Sent from my iPad using Tapatalk


----------



## tgeb (Feb 9, 2006)

You can look this site over.

https://www.superbrightleds.com/cat/reverse-lamps/


----------



## TimNJ (Sep 7, 2005)

www.easternmarine.com


----------



## Morning Wood (Jan 12, 2008)

TimNJ said:


> www.easternmarine.com


I've been looking on that site.


----------



## Morning Wood (Jan 12, 2008)

The problem I have is that the cheaper leds don't list any kind of lumen capability. I guess I could figure out a rough lumen from the wattage, but if you read some reviews it seems that they don't give out enough light to really work as backup lights. Guess I'm going to have to be the guinea pig and just give them a shot.

Pizalm, while the link you gave me does offer lumens, I don't think I can use those. Nick.


----------



## Burns-Built (May 8, 2009)




----------



## Morning Wood (Jan 12, 2008)

I've read good things about the rigid lights. On my truck for daily use maybe, but a trailer I can't justify the expense. I've also been looking at ddm tuning. They have some lights I just got on my truck.
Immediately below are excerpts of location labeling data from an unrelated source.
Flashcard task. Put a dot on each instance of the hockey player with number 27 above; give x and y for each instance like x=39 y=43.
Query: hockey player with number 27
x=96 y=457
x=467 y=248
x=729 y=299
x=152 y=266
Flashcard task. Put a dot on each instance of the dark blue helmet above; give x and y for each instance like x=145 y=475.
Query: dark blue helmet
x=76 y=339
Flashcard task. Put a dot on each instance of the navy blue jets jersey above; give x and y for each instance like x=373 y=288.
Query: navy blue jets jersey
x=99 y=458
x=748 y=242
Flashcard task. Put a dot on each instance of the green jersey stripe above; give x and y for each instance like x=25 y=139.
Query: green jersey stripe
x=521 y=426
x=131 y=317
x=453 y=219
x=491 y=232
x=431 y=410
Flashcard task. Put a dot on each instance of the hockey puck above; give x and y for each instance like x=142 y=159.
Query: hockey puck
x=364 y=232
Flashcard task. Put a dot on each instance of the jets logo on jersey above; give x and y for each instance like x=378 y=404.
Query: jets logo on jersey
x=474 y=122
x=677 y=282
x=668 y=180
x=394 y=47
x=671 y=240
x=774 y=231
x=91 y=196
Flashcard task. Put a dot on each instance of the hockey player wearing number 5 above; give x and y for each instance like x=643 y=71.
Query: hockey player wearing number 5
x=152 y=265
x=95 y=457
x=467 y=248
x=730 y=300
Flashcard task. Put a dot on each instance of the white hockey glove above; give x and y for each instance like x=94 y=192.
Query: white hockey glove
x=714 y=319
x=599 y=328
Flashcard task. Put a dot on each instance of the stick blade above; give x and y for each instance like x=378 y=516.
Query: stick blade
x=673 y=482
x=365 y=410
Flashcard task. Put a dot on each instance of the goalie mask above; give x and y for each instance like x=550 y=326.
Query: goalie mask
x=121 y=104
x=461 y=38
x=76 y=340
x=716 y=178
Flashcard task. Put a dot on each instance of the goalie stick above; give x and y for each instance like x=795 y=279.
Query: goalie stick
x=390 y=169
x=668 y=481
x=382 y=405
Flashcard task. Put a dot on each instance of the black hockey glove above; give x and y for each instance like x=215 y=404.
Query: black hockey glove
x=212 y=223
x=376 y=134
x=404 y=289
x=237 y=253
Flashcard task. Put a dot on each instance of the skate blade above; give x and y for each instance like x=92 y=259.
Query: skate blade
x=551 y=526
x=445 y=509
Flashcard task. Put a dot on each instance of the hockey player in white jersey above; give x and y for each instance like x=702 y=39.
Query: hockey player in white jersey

They aren't bad.


----------



## Burns-Built (May 8, 2009)

Yeah they are hard to justify for two or three trailers..I was hoping they would be bright enough and they are super bright.

Sent from my HTC6525LVW using Tapatalk


----------



## rrk (Apr 22, 2012)

I just got replacement led bulbs for my truck and they are very bright, much better than the stock bulbs


----------



## Morning Wood (Jan 12, 2008)

rrk said:


> I just got replacement led bulbs for my truck and they are very bright, much better than the stock bulbs



I've got those already. But they don't help for backing trailers. My trailers don't have stock reverse lights


----------



## TimNJ (Sep 7, 2005)

Get a set of driving lights from a 4X4 store and wire them in.
If you can't see after doing that you shouldn't be on the road at night time.:laughing:


----------



## Morning Wood (Jan 12, 2008)

Im going to have to do a bit of brainstorming. My dump and equipment trailer don't have many options for mounting lights. Took trailer I can mount something right above the doors and it should be nice and safe and high up


----------



## pizalm (Mar 27, 2009)

Can you add some steel channel or angle on your dump and equipment trailers to mount some lights on?


Sent from my iPad using Tapatalk


----------



## Morning Wood (Jan 12, 2008)

I've narrowed it down to small light bars. They seem to have the easiest and smallest profile for mounting. Looks like I'm going to have to spring $30/ each though. Looking at these.

http://www.ddmtuning.com/Products/SP-LED-5inch5-inch-SP-LED-Bar

https://www.superbrightleds.com/mor...d-light-bar-9w/1994/4403/#/tab/Specifications

The DDM seems brighter, but their stuff is all shipped from China. Takes awhile to get it, and I think warranties are non existent.


----------



## Morning Wood (Jan 12, 2008)

*Back Up Lights For Trailers*

When will I learn. You get what you pay for. 













Back it goes.

The glass isn't seated fully in the housing on the left hand light.


----------



## EPAYNE (Jul 21, 2011)

For our enclosed trailers we use solar powered flood lights. They are motion lights which also have a constant on and off feature. Extremely bright for backing up and great for working outside. Down side is you have to get out of the truck to turn them on when backing up.


----------



## EPAYNE (Jul 21, 2011)




----------



## Morning Wood (Jan 12, 2008)

Well, I went with the stupid cheap lights off eBay. We'll see how long they last. Tied into the reverse light. The underside of my trailer is basically rotting away. Save that for another time


----------



## Morning Wood (Jan 12, 2008)

Nighttime




















I'm impressed for what I spent.


----------